Figure 3-4 Observation system for myopia.
If the far point is between the examiner and the patient, the emerging rays will have focused and then diverged. The border between the dark and lighted portions of the pupil will move in a direction opposite to the motion (sweep) of the retinoscope streak (known as against movement) as it is moved across the patient’s pupil. If the far point is behind the examiner, the light moves in the same direction as the sweep (known as with movement; Fig 3-5).
Figure 3-5 Retinal reflex movement. Note movement of the streak from face and from retina in with versus against
movement. (Illustration b y C. H. Wooley.)
The condition in which the light fills the pupil and does not move is known as neutrality (Fig 3- 6). The far point is moved with placement of a correcting lens in front of the patient’s eye. At neutrality, if the examiner moves forward (in front of the far point), with movement is seen; if the examiner moves back and away from the far point, against movement is seen.
Figure 3-6 Neutrality reflex.

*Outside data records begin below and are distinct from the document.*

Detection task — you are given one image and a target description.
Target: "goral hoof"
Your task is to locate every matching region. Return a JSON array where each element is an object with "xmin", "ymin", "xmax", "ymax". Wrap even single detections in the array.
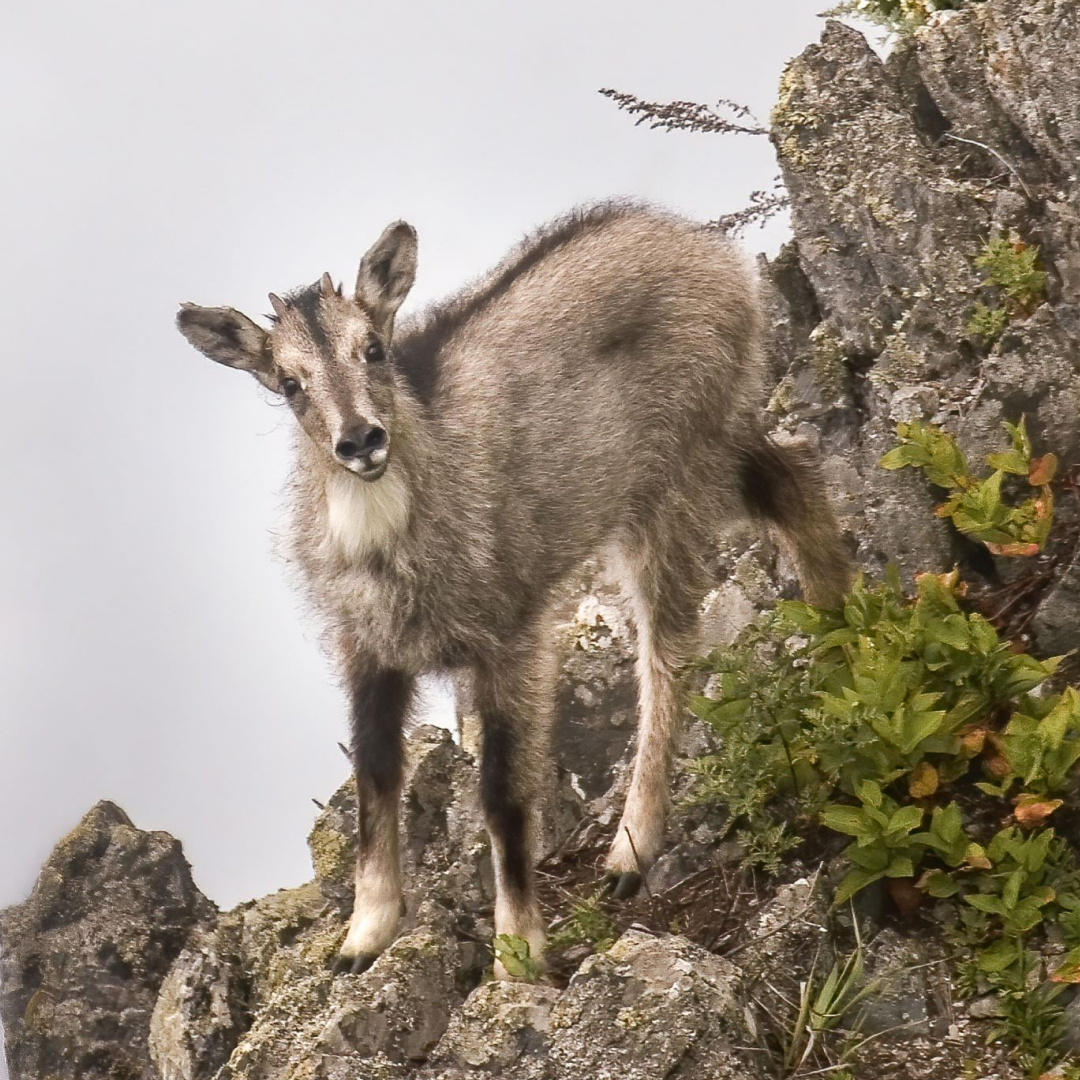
[
  {"xmin": 604, "ymin": 870, "xmax": 642, "ymax": 900},
  {"xmin": 334, "ymin": 953, "xmax": 376, "ymax": 975}
]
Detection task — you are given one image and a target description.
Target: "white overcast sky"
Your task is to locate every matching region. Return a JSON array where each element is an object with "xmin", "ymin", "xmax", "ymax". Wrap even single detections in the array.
[{"xmin": 0, "ymin": 0, "xmax": 821, "ymax": 946}]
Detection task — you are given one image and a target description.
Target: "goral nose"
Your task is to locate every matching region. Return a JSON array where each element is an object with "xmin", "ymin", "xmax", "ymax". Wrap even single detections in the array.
[{"xmin": 334, "ymin": 423, "xmax": 387, "ymax": 461}]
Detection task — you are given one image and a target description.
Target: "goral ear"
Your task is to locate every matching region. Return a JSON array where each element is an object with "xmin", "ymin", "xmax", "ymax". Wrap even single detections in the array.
[
  {"xmin": 356, "ymin": 221, "xmax": 417, "ymax": 341},
  {"xmin": 176, "ymin": 303, "xmax": 279, "ymax": 392}
]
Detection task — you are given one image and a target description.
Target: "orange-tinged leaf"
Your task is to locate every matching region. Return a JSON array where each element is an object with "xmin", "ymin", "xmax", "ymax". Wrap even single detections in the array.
[
  {"xmin": 1040, "ymin": 962, "xmax": 1080, "ymax": 989},
  {"xmin": 1027, "ymin": 454, "xmax": 1057, "ymax": 487},
  {"xmin": 889, "ymin": 878, "xmax": 924, "ymax": 918},
  {"xmin": 907, "ymin": 761, "xmax": 941, "ymax": 799},
  {"xmin": 960, "ymin": 727, "xmax": 986, "ymax": 757},
  {"xmin": 1013, "ymin": 795, "xmax": 1062, "ymax": 828},
  {"xmin": 986, "ymin": 543, "xmax": 1039, "ymax": 558}
]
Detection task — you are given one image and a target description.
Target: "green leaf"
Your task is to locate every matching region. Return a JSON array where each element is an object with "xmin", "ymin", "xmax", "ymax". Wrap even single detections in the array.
[
  {"xmin": 833, "ymin": 867, "xmax": 885, "ymax": 907},
  {"xmin": 975, "ymin": 937, "xmax": 1020, "ymax": 974},
  {"xmin": 821, "ymin": 806, "xmax": 866, "ymax": 836},
  {"xmin": 963, "ymin": 892, "xmax": 1005, "ymax": 915}
]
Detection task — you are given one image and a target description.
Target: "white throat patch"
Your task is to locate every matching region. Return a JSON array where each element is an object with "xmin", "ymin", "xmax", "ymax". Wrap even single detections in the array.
[{"xmin": 326, "ymin": 468, "xmax": 409, "ymax": 559}]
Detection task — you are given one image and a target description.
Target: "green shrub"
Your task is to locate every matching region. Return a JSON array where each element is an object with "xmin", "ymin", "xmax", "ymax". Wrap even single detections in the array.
[
  {"xmin": 968, "ymin": 235, "xmax": 1047, "ymax": 343},
  {"xmin": 880, "ymin": 417, "xmax": 1057, "ymax": 555},
  {"xmin": 692, "ymin": 412, "xmax": 1080, "ymax": 1077}
]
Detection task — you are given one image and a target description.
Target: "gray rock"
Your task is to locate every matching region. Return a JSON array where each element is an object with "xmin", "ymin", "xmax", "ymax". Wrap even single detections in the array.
[
  {"xmin": 218, "ymin": 923, "xmax": 461, "ymax": 1080},
  {"xmin": 149, "ymin": 912, "xmax": 248, "ymax": 1080},
  {"xmin": 0, "ymin": 802, "xmax": 214, "ymax": 1080},
  {"xmin": 852, "ymin": 929, "xmax": 932, "ymax": 1039},
  {"xmin": 550, "ymin": 930, "xmax": 751, "ymax": 1080},
  {"xmin": 1031, "ymin": 552, "xmax": 1080, "ymax": 656},
  {"xmin": 428, "ymin": 983, "xmax": 559, "ymax": 1078},
  {"xmin": 735, "ymin": 876, "xmax": 835, "ymax": 997}
]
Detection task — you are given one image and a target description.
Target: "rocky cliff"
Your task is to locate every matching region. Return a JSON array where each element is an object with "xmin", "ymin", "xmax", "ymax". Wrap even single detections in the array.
[{"xmin": 0, "ymin": 0, "xmax": 1080, "ymax": 1080}]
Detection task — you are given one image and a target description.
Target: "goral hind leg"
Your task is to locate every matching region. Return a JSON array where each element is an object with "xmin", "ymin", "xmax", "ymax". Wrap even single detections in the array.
[{"xmin": 605, "ymin": 540, "xmax": 699, "ymax": 900}]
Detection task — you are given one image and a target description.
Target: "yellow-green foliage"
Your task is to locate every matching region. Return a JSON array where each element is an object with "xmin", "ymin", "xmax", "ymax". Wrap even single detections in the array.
[
  {"xmin": 824, "ymin": 0, "xmax": 978, "ymax": 33},
  {"xmin": 548, "ymin": 891, "xmax": 619, "ymax": 953},
  {"xmin": 495, "ymin": 934, "xmax": 543, "ymax": 983},
  {"xmin": 880, "ymin": 417, "xmax": 1057, "ymax": 555},
  {"xmin": 968, "ymin": 235, "xmax": 1047, "ymax": 342},
  {"xmin": 692, "ymin": 422, "xmax": 1080, "ymax": 1078},
  {"xmin": 693, "ymin": 570, "xmax": 1080, "ymax": 1076}
]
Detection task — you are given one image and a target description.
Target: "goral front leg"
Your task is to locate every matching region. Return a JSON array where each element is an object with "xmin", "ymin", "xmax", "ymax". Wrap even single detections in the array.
[{"xmin": 337, "ymin": 660, "xmax": 414, "ymax": 972}]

Far point of the eye is conjugate with the peephole of the retinoscope. (Illustration b y C. H.
Wooley.)
Characteristics of the reflex
The moving retinoscopic reflex has 3 main characteristics (Fig 3-7):
1.Speed. The reflex seen in the pupil moves slowest when the far point is distant from the examiner (peephole of the retinoscope). As the far point is moved toward the peephole, the speed of the reflex increases. In other words, large refractive errors have a slow-moving reflex, whereas small errors have a fast reflex.